6. The mesher of claim 1, wherein recesses in immediately adjacent rows and columns are offset from one another.

7. The mesher of claim 1, wherein the registration element includes mating features in the top and bottom plates.

8. The mesher of claim 7, wherein the mating features include a post in the bottom plate and a corresponding aperture configured to receive the post in the top plate.

9. The mesher of claim 8, the bottom and top plates being at least substantially rectangular with four corners, wherein mating features include four posts in the bottom plate and a corresponding four apertures in the top plate, and wherein the posts and apertures are respectively positioned at or adjacent the four corners.

10. The mesher of claim 9, wherein the bottom plate includes pairs of opposed posts that can function as supports for the mesher when turned down and as mating features for receiving the apertures in the top plate when turned up.

11. The mesher of claim 1, wherein the recesses and slots are precisely located relative to the registration element.

12. The mesher of claim 1, wherein the bottom plate includes an at least substantially planar slab portion having opposed surfaces, and wherein each opposed surface includes an array of recesses and can function as a support surface for engaging a skin graft when turned up to receive the top plate.

13. The mesher of claim 12, wherein a geometry of the array of recesses on each surface is different, such that the expansion ratios for skin grafts meshed on each surface is different.

14. The mesher of claim 1, wherein an area of the top plate is larger than an area of the bottom plate.

15. The mesher of claim 1, wherein the mass of the top plate is sufficient to allow the top plate to apply pressure to the skin graft that holds the graft in place during meshing.

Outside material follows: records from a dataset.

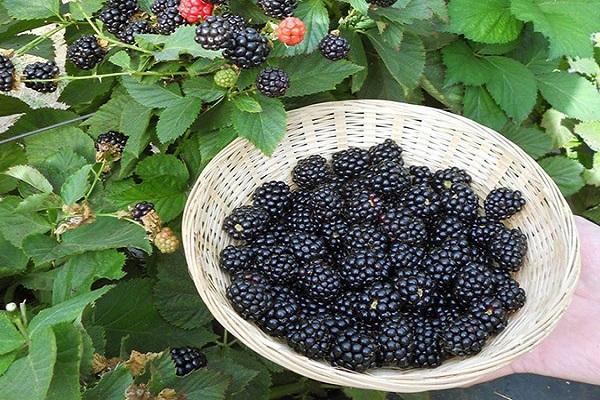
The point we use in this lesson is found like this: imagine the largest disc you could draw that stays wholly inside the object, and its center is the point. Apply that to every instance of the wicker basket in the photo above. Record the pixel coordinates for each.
(428, 136)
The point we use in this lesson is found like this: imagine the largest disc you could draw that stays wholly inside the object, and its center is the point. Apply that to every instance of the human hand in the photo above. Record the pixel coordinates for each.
(572, 351)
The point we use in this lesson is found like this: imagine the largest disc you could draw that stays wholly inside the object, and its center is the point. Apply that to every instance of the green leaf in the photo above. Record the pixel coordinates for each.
(246, 103)
(464, 66)
(512, 86)
(479, 106)
(535, 142)
(35, 370)
(10, 338)
(76, 186)
(566, 173)
(26, 10)
(590, 133)
(105, 233)
(487, 21)
(571, 94)
(266, 129)
(122, 314)
(78, 274)
(112, 385)
(152, 95)
(304, 81)
(175, 295)
(568, 24)
(65, 380)
(316, 18)
(177, 118)
(66, 311)
(31, 176)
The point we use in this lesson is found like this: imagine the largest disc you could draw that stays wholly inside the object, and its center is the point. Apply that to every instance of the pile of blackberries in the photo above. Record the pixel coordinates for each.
(367, 262)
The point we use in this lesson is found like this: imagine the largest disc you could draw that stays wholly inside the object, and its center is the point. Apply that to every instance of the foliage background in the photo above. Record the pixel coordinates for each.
(527, 68)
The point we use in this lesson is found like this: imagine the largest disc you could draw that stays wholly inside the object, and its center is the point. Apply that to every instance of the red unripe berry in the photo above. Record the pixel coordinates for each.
(291, 31)
(194, 11)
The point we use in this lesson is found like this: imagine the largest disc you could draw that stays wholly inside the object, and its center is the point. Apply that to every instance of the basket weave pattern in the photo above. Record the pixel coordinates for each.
(429, 137)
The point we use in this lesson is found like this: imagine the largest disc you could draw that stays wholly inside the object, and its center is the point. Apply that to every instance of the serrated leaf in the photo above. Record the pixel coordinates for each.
(304, 81)
(565, 172)
(463, 66)
(571, 94)
(479, 105)
(316, 18)
(26, 10)
(568, 24)
(177, 118)
(121, 314)
(31, 176)
(175, 295)
(265, 130)
(512, 86)
(484, 21)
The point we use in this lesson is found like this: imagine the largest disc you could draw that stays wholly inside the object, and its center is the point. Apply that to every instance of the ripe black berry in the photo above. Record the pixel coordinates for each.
(41, 71)
(187, 359)
(272, 82)
(334, 47)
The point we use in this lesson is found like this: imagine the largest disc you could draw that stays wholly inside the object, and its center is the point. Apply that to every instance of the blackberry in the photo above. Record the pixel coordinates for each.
(473, 281)
(428, 352)
(127, 35)
(403, 227)
(250, 295)
(508, 248)
(141, 209)
(41, 70)
(386, 151)
(460, 201)
(422, 201)
(379, 302)
(187, 359)
(168, 20)
(445, 178)
(396, 344)
(417, 290)
(311, 338)
(248, 49)
(86, 52)
(464, 337)
(278, 8)
(363, 207)
(350, 163)
(114, 20)
(311, 172)
(215, 33)
(450, 227)
(420, 175)
(491, 313)
(334, 47)
(366, 237)
(274, 196)
(236, 259)
(363, 267)
(7, 74)
(354, 350)
(320, 281)
(272, 82)
(503, 203)
(406, 256)
(306, 247)
(280, 268)
(388, 178)
(246, 222)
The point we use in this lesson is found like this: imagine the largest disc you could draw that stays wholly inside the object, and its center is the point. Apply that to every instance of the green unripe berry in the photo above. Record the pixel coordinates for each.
(226, 78)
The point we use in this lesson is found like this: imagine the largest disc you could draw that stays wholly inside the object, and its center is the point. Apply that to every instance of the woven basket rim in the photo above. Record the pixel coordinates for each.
(401, 380)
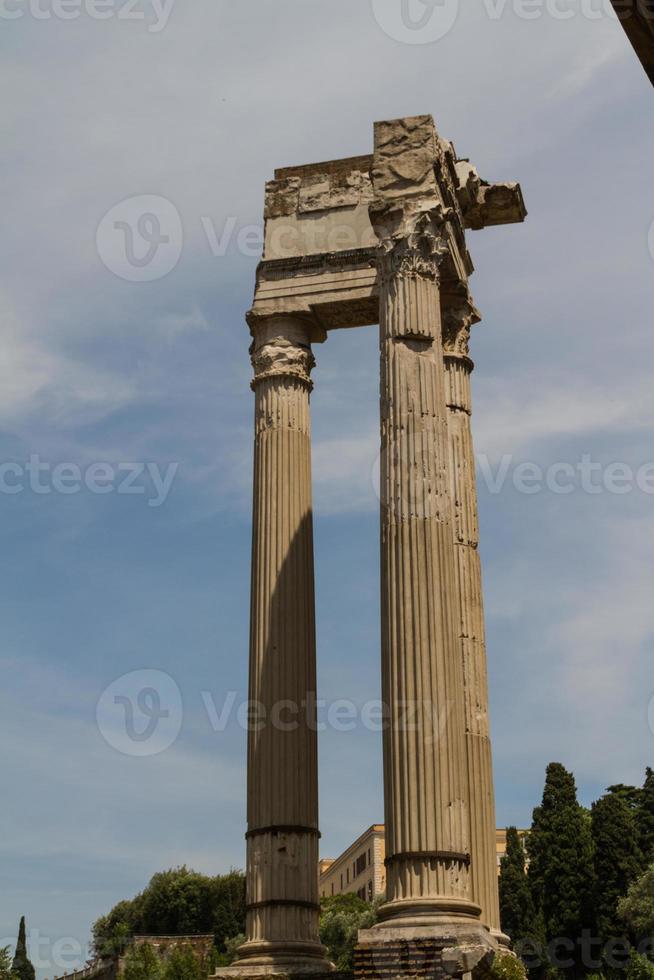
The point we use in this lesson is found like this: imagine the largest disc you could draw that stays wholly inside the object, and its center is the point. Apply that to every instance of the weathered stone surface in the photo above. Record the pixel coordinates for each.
(348, 243)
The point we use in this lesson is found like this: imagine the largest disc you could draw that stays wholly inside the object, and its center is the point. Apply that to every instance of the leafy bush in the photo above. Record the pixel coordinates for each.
(342, 917)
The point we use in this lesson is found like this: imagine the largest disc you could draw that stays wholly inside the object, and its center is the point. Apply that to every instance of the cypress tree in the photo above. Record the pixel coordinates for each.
(22, 968)
(561, 860)
(516, 904)
(616, 861)
(645, 819)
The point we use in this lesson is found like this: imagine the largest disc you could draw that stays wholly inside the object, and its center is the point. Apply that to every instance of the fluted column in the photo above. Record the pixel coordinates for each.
(282, 837)
(458, 317)
(426, 812)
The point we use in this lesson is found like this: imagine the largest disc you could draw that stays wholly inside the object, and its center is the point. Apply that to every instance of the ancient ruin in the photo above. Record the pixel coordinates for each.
(381, 240)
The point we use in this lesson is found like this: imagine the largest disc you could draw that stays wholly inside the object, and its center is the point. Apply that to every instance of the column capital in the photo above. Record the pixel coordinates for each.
(459, 316)
(281, 348)
(413, 238)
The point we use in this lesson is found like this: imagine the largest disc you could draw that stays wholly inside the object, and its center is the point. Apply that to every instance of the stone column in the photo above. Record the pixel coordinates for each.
(427, 821)
(282, 837)
(459, 315)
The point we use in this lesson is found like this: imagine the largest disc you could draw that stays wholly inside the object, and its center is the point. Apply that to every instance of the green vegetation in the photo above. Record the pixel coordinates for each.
(5, 963)
(584, 907)
(21, 968)
(517, 909)
(636, 909)
(560, 850)
(179, 902)
(507, 967)
(342, 917)
(616, 860)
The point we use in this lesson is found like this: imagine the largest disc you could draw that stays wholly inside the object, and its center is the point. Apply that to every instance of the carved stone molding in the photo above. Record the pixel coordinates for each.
(458, 319)
(280, 357)
(413, 240)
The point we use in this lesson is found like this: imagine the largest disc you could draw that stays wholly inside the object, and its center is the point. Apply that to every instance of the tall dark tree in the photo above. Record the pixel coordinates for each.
(560, 850)
(22, 968)
(517, 910)
(645, 819)
(616, 860)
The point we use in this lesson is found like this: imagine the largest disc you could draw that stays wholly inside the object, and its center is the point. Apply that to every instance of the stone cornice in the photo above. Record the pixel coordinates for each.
(282, 358)
(459, 316)
(413, 239)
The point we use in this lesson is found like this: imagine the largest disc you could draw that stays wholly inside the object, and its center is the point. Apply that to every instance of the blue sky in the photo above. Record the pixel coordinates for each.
(94, 369)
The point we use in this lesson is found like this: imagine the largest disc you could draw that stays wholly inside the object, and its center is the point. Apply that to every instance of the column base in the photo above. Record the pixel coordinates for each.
(268, 959)
(502, 940)
(423, 952)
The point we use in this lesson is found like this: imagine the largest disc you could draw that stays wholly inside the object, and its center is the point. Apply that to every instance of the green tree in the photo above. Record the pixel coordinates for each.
(645, 819)
(142, 963)
(616, 860)
(22, 968)
(637, 909)
(639, 968)
(561, 861)
(5, 963)
(517, 912)
(182, 963)
(179, 902)
(342, 917)
(228, 904)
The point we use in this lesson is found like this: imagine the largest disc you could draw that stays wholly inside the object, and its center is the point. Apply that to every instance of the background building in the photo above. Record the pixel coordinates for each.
(637, 17)
(361, 869)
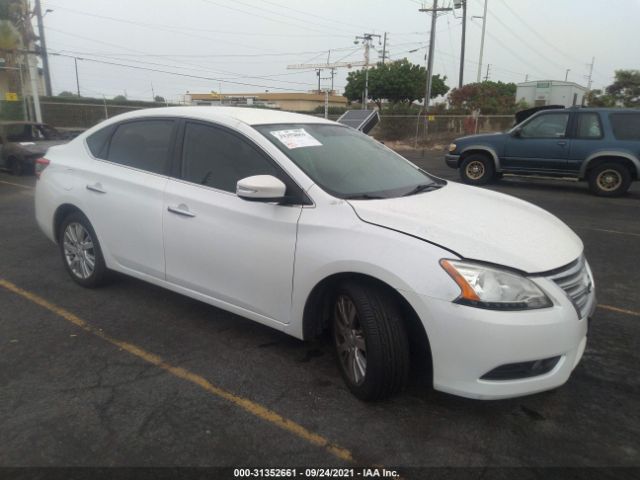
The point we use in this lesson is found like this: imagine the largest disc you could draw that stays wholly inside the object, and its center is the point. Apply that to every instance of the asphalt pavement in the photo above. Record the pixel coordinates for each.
(133, 375)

16. The mesher of claim 1, wherein the slots are uniquely indexed for the user to keep track of which slots have been used with a cutting blade.

17. The mesher of claim 1, wherein the bottom plate comprises a polymer and the top plate comprises a metal.

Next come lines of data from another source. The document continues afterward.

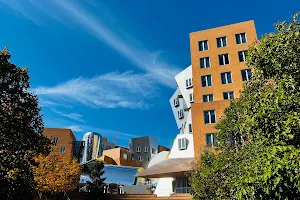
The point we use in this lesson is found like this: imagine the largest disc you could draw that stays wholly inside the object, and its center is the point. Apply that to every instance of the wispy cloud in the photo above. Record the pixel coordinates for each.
(73, 116)
(70, 13)
(126, 90)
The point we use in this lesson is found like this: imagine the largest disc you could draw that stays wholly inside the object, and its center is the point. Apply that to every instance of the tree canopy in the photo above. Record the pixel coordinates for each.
(21, 128)
(258, 136)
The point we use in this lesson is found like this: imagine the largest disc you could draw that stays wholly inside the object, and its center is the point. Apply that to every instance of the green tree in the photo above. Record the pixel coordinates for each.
(259, 135)
(95, 171)
(21, 129)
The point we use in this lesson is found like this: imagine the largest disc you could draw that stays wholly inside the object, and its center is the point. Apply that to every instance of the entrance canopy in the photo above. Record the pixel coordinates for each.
(174, 167)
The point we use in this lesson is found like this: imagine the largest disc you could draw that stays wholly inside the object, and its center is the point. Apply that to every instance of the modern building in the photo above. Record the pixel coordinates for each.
(93, 147)
(219, 70)
(62, 138)
(143, 149)
(119, 156)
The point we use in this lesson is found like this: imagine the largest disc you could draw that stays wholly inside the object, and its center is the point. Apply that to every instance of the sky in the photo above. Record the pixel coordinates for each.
(109, 66)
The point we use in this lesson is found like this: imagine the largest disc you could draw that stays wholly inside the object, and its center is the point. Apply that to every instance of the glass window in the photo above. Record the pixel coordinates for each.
(246, 74)
(224, 59)
(203, 45)
(204, 62)
(240, 38)
(228, 95)
(206, 81)
(221, 42)
(209, 116)
(210, 140)
(242, 56)
(226, 77)
(208, 98)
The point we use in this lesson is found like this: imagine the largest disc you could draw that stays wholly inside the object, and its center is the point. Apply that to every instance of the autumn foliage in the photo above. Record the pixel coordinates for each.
(56, 173)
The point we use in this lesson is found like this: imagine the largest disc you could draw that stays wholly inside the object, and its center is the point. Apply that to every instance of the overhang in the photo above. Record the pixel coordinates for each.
(173, 167)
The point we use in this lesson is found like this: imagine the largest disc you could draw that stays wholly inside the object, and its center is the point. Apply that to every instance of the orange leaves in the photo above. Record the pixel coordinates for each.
(56, 173)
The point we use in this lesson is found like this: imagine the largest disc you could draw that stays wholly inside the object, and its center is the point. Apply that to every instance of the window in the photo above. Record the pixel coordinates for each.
(188, 83)
(242, 56)
(246, 74)
(62, 149)
(145, 149)
(153, 151)
(208, 98)
(190, 128)
(224, 59)
(191, 97)
(140, 158)
(228, 95)
(211, 140)
(209, 116)
(182, 144)
(226, 77)
(204, 62)
(176, 102)
(180, 114)
(221, 42)
(240, 38)
(138, 149)
(203, 45)
(206, 81)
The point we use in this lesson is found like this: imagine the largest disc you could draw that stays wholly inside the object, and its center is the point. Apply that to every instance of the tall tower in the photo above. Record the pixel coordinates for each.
(219, 70)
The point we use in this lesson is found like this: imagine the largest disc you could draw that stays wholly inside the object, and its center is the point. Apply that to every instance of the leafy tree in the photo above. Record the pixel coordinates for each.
(56, 173)
(259, 135)
(21, 129)
(95, 171)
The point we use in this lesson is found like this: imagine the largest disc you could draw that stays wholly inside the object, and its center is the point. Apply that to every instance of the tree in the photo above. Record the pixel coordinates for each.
(259, 135)
(95, 170)
(56, 173)
(21, 128)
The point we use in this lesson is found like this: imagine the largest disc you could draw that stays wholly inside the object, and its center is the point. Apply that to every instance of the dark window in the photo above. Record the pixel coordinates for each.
(206, 81)
(246, 74)
(209, 116)
(228, 95)
(204, 62)
(221, 42)
(240, 38)
(208, 98)
(226, 77)
(224, 59)
(203, 45)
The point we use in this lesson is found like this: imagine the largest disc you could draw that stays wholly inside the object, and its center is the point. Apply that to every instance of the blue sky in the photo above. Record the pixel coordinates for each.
(109, 66)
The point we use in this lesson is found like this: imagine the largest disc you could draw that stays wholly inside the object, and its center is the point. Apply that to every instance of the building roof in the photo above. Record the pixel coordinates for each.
(174, 167)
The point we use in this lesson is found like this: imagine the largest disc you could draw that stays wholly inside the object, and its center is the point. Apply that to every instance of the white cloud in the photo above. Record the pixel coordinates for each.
(74, 116)
(70, 13)
(126, 90)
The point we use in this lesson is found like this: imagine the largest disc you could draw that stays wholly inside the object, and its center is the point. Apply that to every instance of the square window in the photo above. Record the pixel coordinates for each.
(209, 117)
(210, 140)
(208, 98)
(145, 149)
(221, 42)
(206, 80)
(182, 143)
(138, 149)
(246, 74)
(223, 59)
(240, 38)
(191, 97)
(242, 56)
(204, 62)
(203, 45)
(228, 95)
(226, 77)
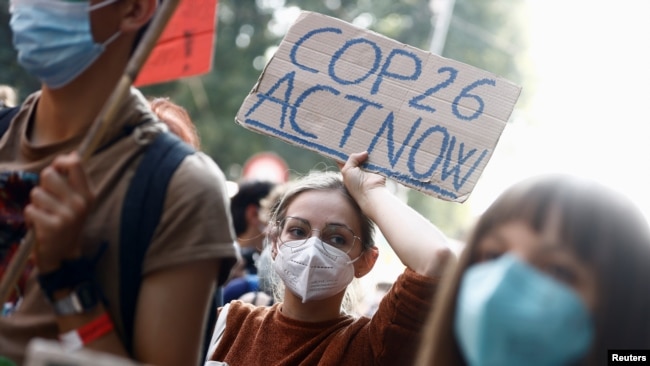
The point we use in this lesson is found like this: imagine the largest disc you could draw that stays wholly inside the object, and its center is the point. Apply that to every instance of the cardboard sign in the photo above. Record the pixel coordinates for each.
(185, 47)
(428, 122)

18. The mesher of claim 1, wherein the top plate includes at least one handle feature to facilitate placing the top plate over the bottom plate before meshing and removing the top plate from the bottom plate after meshing.

19. A kit for meshing a skin graft, comprising: the mesher of claim 1; andat least one of a dermatome, an additional bottom plate, and a cutting blade.

20. A method of creating a meshed skin graft, comprising: harvesting a section of tissue from a patient;placing the graft between the bottom plate and top plate of the mesher of claim 1;inserting a cutting blade through a slot in the top plate and against the bottom plate;pulling the cutting blade with a downward pressure along the slot for the length of the graft; andrepeating the steps of inserting and pulling for additional slots.